Любаша полезла вверх. Из-под подошв с тихим шелестом сыпались камешки, сухие прошлогодние листья. Но ива тянула к ней живые тонкие руки, и Любаша цеплялась за них, чтоб не упасть.
До магазина было две трамвайных остановки, но она прошла их дворами, прячась от людских глаз. Остановилась перед витриной: серебряные фужеры, похожие на старинные кубки, тускло мерцали в красном бархате.
И, глядя на них, Любаша вдруг поняла, что купит именно этот подарок. Потому что в её руках сейчас — целая семья. И разобьётся ли это целое, решать только ей.
Уже спокойно — ни всхлипа, ни колебания — она потянула на себя тяжёлую дверь магазина. Та же самая пожилая продавщица выслушала её просьбу.
— Дорогой он, милая, — не скрывая удивления, предупредила она.
— Дорогой… — эхом отозвалась Любаша. — Дороже всего.
Продавщица взглянула на деньги, лежащие на развернутом листочке в клеточку, и, кряхтя, полезла на витрину. Долго протирала фужеры мягкой тряпицей, вытащенной из-под прилавка. Дула на бархат, чистила его маленькой щеточкой, приговаривая: «Счас мы его, счас… Пылюку счистим… Счас…». Любаша смотрела равнодушно. И, забрав семь копеек сдачи, прижала коробку к груди.
Подарок удалось протащить в дом незамеченным. Отца ещё не было, мама с Глафирой Андреевной накрывали стол в гостиной. Любаша прокралась в свою комнату и заперла дверь. Никого не хотелось видеть.
Бросив коробку на кровать, она подошла к зеркалу. Бледное лицо с распухшим носом, глаза покрасневшие, горестные. Если мама увидит, вопросов не оберёшься.
Она взяла с подоконника жёлтую пластмассовую лейку, в которой держала воду для комнатных фиалок, растопыривших над подоконником пушистые зелёные листочки. Намочила край блузки и прижала его к лицу. Вода была теплой, ткань — жёсткой, как рогожа. Любаша зло отбросила её в угол: не поможет это, как ни старайся.
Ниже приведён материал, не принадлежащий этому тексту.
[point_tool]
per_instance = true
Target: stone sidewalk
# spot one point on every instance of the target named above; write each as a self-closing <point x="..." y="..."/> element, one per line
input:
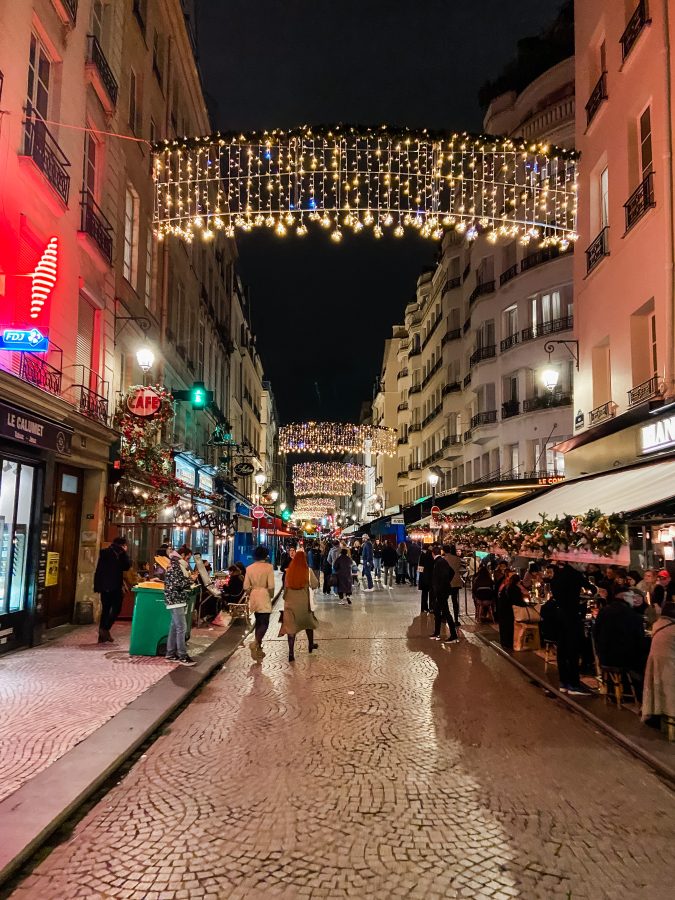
<point x="57" y="694"/>
<point x="382" y="765"/>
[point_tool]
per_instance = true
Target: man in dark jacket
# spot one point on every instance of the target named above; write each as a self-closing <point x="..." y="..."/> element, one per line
<point x="113" y="562"/>
<point x="441" y="582"/>
<point x="566" y="586"/>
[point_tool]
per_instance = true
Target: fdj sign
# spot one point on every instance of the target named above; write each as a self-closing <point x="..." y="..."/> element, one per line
<point x="144" y="402"/>
<point x="658" y="436"/>
<point x="28" y="340"/>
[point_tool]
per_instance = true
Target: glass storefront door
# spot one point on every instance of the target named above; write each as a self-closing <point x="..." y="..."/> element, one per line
<point x="17" y="486"/>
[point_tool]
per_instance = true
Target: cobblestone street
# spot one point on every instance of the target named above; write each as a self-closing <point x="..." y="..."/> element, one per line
<point x="383" y="765"/>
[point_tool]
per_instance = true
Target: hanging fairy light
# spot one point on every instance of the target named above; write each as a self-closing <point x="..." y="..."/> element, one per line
<point x="346" y="178"/>
<point x="336" y="437"/>
<point x="336" y="479"/>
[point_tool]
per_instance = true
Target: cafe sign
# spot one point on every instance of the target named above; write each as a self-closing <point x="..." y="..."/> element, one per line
<point x="659" y="435"/>
<point x="144" y="402"/>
В зеркале отразился взгляд: затравленный, полный одиночества.
— Ну уж нет! — решительно сказала она и взяла с трельяжа баночку с пудрой.
Минут через двадцать было готово всё: нарисованное лицо, спокойное и нежно-розовое, как у Барби; стреноженные ободком кудри, такие же чёрные и густые, как у мамы; отглаженное платье, прихваченное у талии белым праздничным пояском. И даже сердоликовый кулон — подарок отца — лёг чуть ниже ключиц. Маленький, с фасолину, он давил на грудь, как булыжник.
Сунув ступни в белые «лодочки», Любаша решительно вышла из комнаты. До прихода гостей оставалось минут сорок. Она прислушалась, пытаясь определить, где мама. Та вышла из кухни с блюдом фруктов, над которым топорщился хохолок ананаса. Халатик в мелкую клетку, забытые в волосах бигуди, озабоченное, но в то же время довольное лицо… Мама наверняка думала о том, полон ли стол, хватит ли на всех пирога, и не заморозить ли ещё бутылку водки. О чём угодно думала — только не о женской своей, забытой меж хозяйственными делами, давно не балованной красоте.